It was raining heavily on that day, I saw a brown hairy moth sitting the shade of Cashew (Anacardium occidentale) leaf. It had dull yellowish body, pale yellow hindwings and rufous brown forewings with yellowish white patches. I used Canon EOS 5D mark II with Canon EF 100mm f/2.8L Macro IS USM lens using Rayflash on my Canon Speedlite 580EX II
Thanks to Roger C. Kendrick of Hong Kong Moths I could Identify it as Miresa Species of moth belonging to Limacodidae family of moths in the superfamily Zygaenoidea. They are often called slug moths because their caterpillars bear a distant resemblance to slugs. They are also called cup moths because of the shape of their cocoons. They are mostly tropical, but occur worldwide, with about 1000 described species and probably many more as yet undescribed species.
They are small, hairy moths, with reduced or absent mouthparts and fringed wings. They often perch with their abdomens sticking out at 90 degrees from the thorax and wings. Caterpillars of these moths are typically very flattened, and instead of prolegs they have suckers. The thoracic legs are reduced, but always present and they locomote by rolling waves rather than walking with individual prolegs. They even use a lubricant, a kind of liquified silk to move on.

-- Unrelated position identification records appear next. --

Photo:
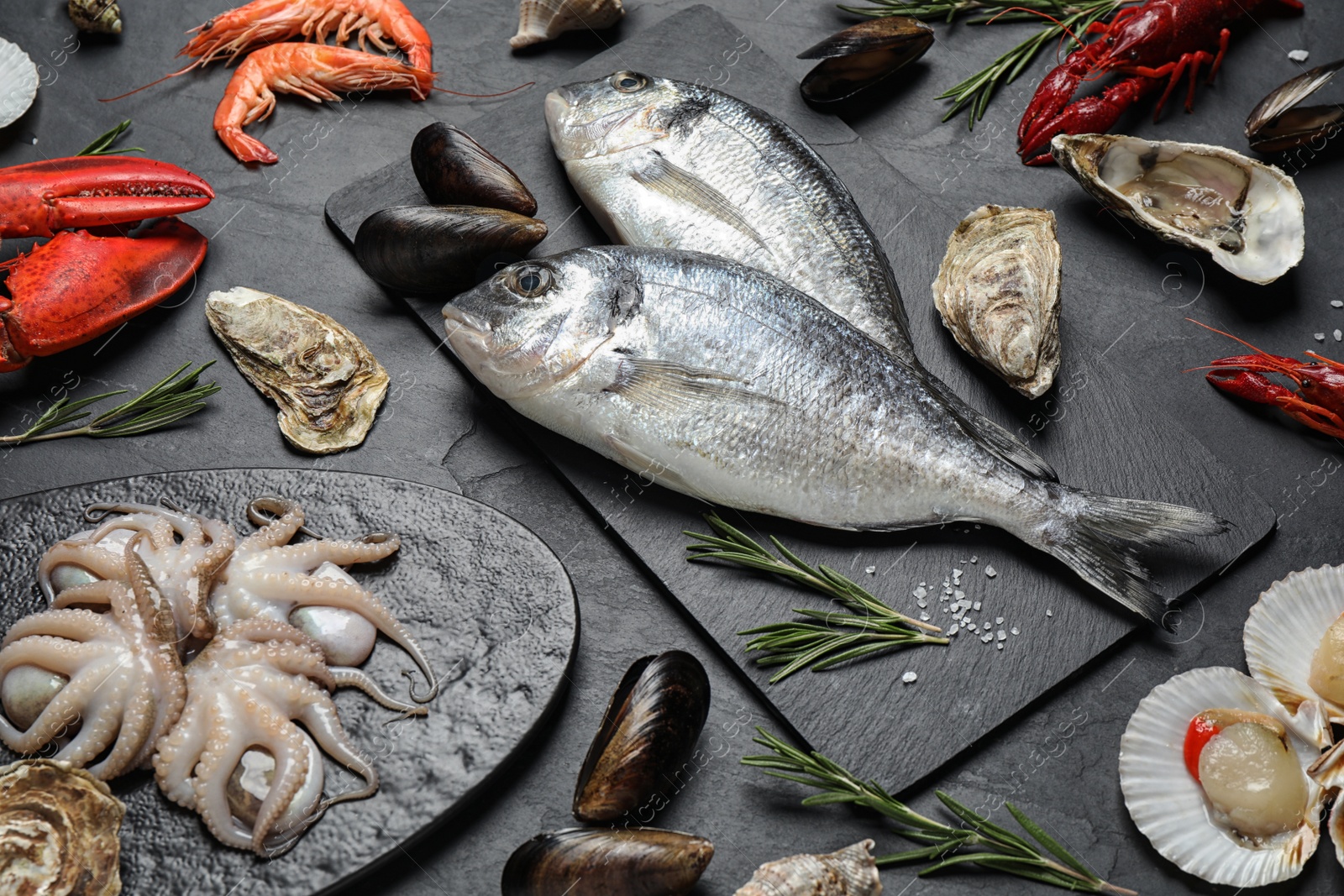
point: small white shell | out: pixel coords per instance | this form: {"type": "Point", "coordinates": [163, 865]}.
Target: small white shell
{"type": "Point", "coordinates": [1169, 806]}
{"type": "Point", "coordinates": [998, 291]}
{"type": "Point", "coordinates": [542, 20]}
{"type": "Point", "coordinates": [1247, 214]}
{"type": "Point", "coordinates": [19, 81]}
{"type": "Point", "coordinates": [1284, 629]}
{"type": "Point", "coordinates": [846, 872]}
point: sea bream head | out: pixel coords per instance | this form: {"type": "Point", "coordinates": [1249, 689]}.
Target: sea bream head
{"type": "Point", "coordinates": [538, 322]}
{"type": "Point", "coordinates": [620, 112]}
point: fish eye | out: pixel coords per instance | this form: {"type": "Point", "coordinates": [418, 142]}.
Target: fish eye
{"type": "Point", "coordinates": [629, 81]}
{"type": "Point", "coordinates": [530, 281]}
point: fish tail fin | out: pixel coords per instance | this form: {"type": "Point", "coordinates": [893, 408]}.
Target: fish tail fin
{"type": "Point", "coordinates": [1101, 537]}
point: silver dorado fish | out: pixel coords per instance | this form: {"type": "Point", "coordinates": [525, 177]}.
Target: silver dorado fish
{"type": "Point", "coordinates": [675, 165]}
{"type": "Point", "coordinates": [725, 383]}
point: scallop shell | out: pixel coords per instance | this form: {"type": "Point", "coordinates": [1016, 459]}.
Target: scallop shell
{"type": "Point", "coordinates": [1284, 629]}
{"type": "Point", "coordinates": [1169, 806]}
{"type": "Point", "coordinates": [19, 76]}
{"type": "Point", "coordinates": [542, 20]}
{"type": "Point", "coordinates": [328, 385]}
{"type": "Point", "coordinates": [998, 291]}
{"type": "Point", "coordinates": [58, 831]}
{"type": "Point", "coordinates": [1247, 214]}
{"type": "Point", "coordinates": [846, 872]}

The Limacodidae are perhaps best known for their slug-like larvae, sometimes smooth, but usually invested with urticating spines that can cause profound irritation to the skin, leading to their common name of ‘nettle-grubs’. The larvae of most species appear to be polyphagous, feeding on a wide range of plant families. No obvious examples of specificity have been located.
The Limacodidae family larvae attack a wide variety of crops, mainly trees and shrubs such as coconut palm (Elaeis, Cocos), banana (Musa, Musaceae), coffee (Coffea, Rubiaceae), tea (Camellia, Theaceae), cocoa (Theobroma, Sterculiaceae), Citrus various (Rutaceae), mango (Mangifera, Anacardiaceae), and rambutan (Nephelium, Sapindaceae).